If you're willing to pay $1000 for a premium stereo, do it yourself. It's really not that difficult and there are a lot of people here who can walk you through it. Get a car without the premium pioneer sound, and spend $1000 upgrading and I can guarantee you that you will get one **** of a badass sound system.


----------



## mcg75 (Mar 5, 2012)

Eugene_C said:


> Can anyone offer an opinion on how the Cruze's premium sound system compares with the Pontiac Monsoon system? Has anyone driven vehicles with both systems? Thanks!


The Cruze doesn't have a setup for audiophiles at all. Because most people associate bass with a good stereo, the Cruze is extremely bass heavy with the pioneer system. 

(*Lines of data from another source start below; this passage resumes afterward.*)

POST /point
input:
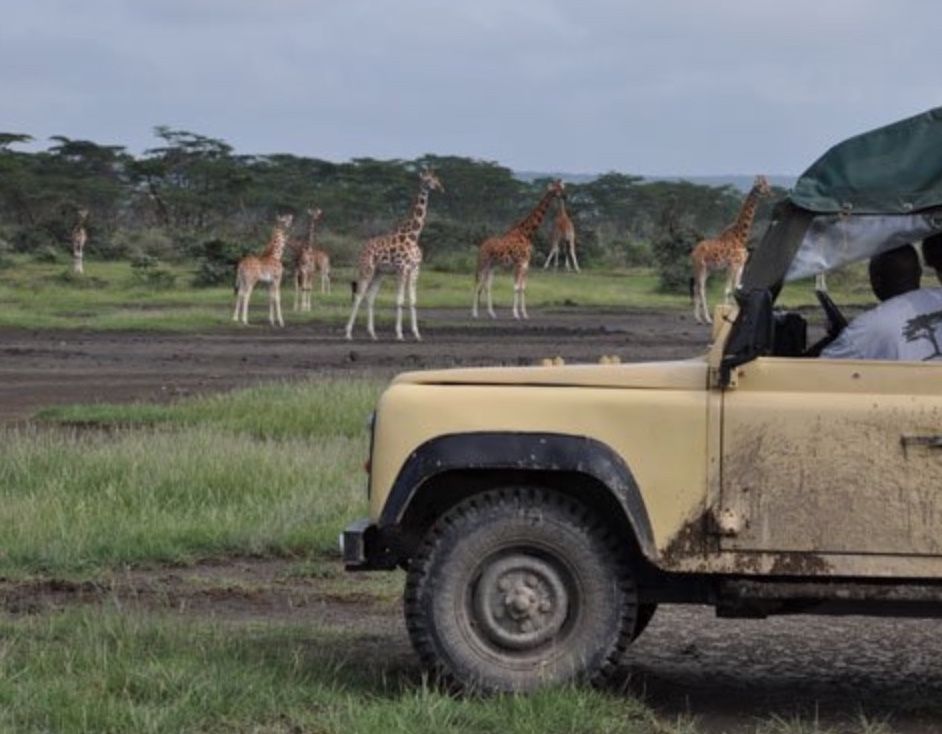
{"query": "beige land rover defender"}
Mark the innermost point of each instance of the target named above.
(542, 513)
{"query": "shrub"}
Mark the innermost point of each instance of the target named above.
(46, 254)
(671, 253)
(147, 271)
(31, 240)
(461, 261)
(217, 262)
(130, 242)
(77, 280)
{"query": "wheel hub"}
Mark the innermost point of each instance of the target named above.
(521, 602)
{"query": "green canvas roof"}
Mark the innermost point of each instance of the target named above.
(891, 170)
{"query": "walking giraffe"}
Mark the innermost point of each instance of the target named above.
(397, 253)
(265, 268)
(306, 263)
(726, 250)
(565, 232)
(79, 236)
(512, 249)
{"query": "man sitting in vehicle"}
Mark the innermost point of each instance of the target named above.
(907, 325)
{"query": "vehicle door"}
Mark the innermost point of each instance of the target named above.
(833, 456)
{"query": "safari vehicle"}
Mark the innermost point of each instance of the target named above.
(542, 513)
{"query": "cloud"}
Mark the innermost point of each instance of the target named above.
(663, 88)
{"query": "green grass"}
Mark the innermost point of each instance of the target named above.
(121, 672)
(270, 470)
(35, 296)
(322, 409)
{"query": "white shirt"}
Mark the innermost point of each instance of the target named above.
(906, 327)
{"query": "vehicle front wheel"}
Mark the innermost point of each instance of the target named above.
(519, 588)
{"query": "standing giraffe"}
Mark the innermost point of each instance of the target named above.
(397, 253)
(512, 249)
(726, 250)
(563, 231)
(305, 263)
(266, 268)
(79, 236)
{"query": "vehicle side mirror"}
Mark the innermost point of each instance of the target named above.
(752, 334)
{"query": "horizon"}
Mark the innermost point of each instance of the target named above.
(676, 89)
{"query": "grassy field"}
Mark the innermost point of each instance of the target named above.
(90, 492)
(111, 297)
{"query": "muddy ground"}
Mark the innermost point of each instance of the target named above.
(727, 673)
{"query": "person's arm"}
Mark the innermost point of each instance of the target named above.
(869, 336)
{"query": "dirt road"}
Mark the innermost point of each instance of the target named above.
(726, 673)
(46, 368)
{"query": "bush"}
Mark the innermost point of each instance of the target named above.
(46, 254)
(6, 249)
(463, 261)
(671, 253)
(31, 240)
(131, 242)
(77, 280)
(147, 271)
(217, 262)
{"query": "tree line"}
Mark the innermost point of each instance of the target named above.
(194, 197)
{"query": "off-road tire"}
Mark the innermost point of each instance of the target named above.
(518, 588)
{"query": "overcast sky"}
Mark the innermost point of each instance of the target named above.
(656, 87)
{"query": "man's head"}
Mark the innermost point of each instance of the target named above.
(932, 253)
(895, 272)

However, with some tweaking of the settings and a good quality sound source, the Cruze can sound very good.


----------



## TKECruze (Oct 23, 2011)

yea mine sounds great with the settings i adjusted it too. well my brother in law did it lol. but yes the system was very bass heavy n i have it at -7. bass still sounds strong but the tweeters in front sound much better with the bass lower


----------



## Eugene_C (Mar 15, 2012)

I used to do aftermarket systems but they may not integrate as well with OnStar. Plus, they can affect the trade-in.


----------



## mcg75 (Mar 5, 2012)

TKECruze said:


> yea mine sounds great with the settings i adjusted it too. well my brother in law did it lol. but yes the system was very bass heavy n i have it at -7. bass still sounds strong but the tweeters in front sound much better with the bass lower


Yep, I've got mine on 3 and everything is nice and clear in front.


----------



## Eugene_C (Mar 15, 2012)

It's pretty easy to drop in a pair of audiophile front speakers and really improve the mid and high end nicely, but you've got to have sufficient power and decent sub someplace to fill in the bottom.


----------